Allison Pill played Maggie, the ditzy intern of Season 1 who grew into the smart and tough producer by Season 3 despite the best efforts of the boys in the newsroom
Can newspapers be saved or, better question, can local journalism be saved? As ad revenues and circulation have declined, newspaper owners have done the worst and easiest thing. Rather than rise to the fight, they have routinely and systematically cut expenses in order to artificially keep profit margins high. For much of the last half century, small to medium newspapers have enjoyed returns on investment of over 20 percent. In the last half decade, they have maintained such margins by cutting staffs and making papers smaller. In a system that rewards quarterly profit increases and provides little incentive for re-investment or long-term thinking, they started eating the seed corn.
I’m afraid I’m beginning to sound more than a little preachy, too Sorkinesque, and I apologize. But I am passionate about journalism and I applaud Sorkin for taking all sorts of creative risks and bringing an inside baseball approach to a topic that has received far too little examination. Mass journalism’s acceptance of the official line, its reliance on spokespeople rather than facts, has shortchanged the public even as it has diminished the industry’s bottom line.
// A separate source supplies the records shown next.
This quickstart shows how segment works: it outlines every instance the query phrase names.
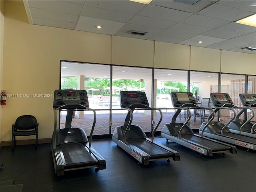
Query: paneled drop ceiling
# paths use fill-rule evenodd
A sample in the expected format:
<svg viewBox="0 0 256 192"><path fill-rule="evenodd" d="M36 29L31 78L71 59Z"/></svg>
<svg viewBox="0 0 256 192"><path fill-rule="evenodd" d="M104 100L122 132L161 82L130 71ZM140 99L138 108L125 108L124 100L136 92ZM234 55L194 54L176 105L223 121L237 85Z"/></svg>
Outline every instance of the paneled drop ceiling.
<svg viewBox="0 0 256 192"><path fill-rule="evenodd" d="M23 1L34 25L256 54L242 49L256 47L256 28L234 22L256 13L256 0Z"/></svg>

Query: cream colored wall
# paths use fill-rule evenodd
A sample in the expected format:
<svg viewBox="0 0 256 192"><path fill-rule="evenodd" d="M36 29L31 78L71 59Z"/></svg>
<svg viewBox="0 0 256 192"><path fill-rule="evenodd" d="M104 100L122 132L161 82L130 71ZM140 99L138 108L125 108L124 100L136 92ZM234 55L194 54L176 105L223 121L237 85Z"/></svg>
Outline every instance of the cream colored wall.
<svg viewBox="0 0 256 192"><path fill-rule="evenodd" d="M15 95L2 108L1 141L11 140L12 124L25 114L38 119L39 138L51 137L52 97L23 95L52 94L59 88L60 60L111 62L110 36L28 24L22 6L22 1L5 4L2 88Z"/></svg>
<svg viewBox="0 0 256 192"><path fill-rule="evenodd" d="M221 72L256 75L256 55L223 50L221 56Z"/></svg>
<svg viewBox="0 0 256 192"><path fill-rule="evenodd" d="M2 87L3 77L3 54L4 45L4 2L0 1L0 90ZM1 120L2 119L2 108L4 106L0 106L0 132L1 132ZM0 141L1 141L0 137Z"/></svg>
<svg viewBox="0 0 256 192"><path fill-rule="evenodd" d="M190 70L220 72L220 50L191 46Z"/></svg>
<svg viewBox="0 0 256 192"><path fill-rule="evenodd" d="M5 2L4 19L2 88L8 94L17 95L8 98L6 106L1 107L1 141L11 140L12 124L18 116L26 114L37 118L39 138L51 137L54 122L52 97L20 96L52 94L59 88L60 60L191 69L190 46L29 24L22 1ZM1 24L1 30L2 26ZM241 55L235 52L232 55L236 54ZM251 67L244 73L251 74L254 63L248 57L242 58ZM222 64L224 67L226 64L222 62ZM192 66L194 70L200 65ZM244 71L243 68L241 66L243 70L238 73Z"/></svg>
<svg viewBox="0 0 256 192"><path fill-rule="evenodd" d="M190 47L188 46L156 42L156 68L190 69Z"/></svg>
<svg viewBox="0 0 256 192"><path fill-rule="evenodd" d="M113 64L154 67L152 41L113 36Z"/></svg>

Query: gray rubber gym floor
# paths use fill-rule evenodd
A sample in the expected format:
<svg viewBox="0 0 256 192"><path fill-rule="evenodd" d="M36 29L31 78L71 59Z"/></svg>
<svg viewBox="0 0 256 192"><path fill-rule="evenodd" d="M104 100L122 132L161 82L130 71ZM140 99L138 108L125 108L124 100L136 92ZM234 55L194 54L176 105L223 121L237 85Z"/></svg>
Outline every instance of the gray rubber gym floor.
<svg viewBox="0 0 256 192"><path fill-rule="evenodd" d="M180 152L172 159L139 165L110 139L93 141L106 159L107 168L95 168L55 175L50 144L1 148L1 181L14 179L23 192L247 192L256 191L256 153L238 148L229 152L201 157L199 154L160 137L155 140Z"/></svg>

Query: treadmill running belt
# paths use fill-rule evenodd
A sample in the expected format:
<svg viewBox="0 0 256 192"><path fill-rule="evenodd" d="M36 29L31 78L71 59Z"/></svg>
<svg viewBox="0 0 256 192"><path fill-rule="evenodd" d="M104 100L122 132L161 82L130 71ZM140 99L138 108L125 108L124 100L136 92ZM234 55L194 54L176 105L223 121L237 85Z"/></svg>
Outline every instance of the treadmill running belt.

I join Sorkin and a frustrated collection of risky characters in believing that journalists need to shrug off the last half century of complacency and dig for hidden truths while there is some chance of becoming relevant again.
I guess, bottom line, that this is what the Monterey Bay Partisan is about here in the bargain basement of journalism’s boondocks. It’s a clumsy attempt to cover the news, or at least augment the daily report, without worrying about offending advertisers or hearing that the Chamber of Commerce and Cal Am want a word with the publisher. When I watched “The Newsroom,” it wasn’t just for entertainment. I did care a little about Maggie’s latest crush, but I watched for the encouragement. I wanted to be reminded that what we’re used to is not the right way to go about this and that it is worth searching for, even fighting for, a better way.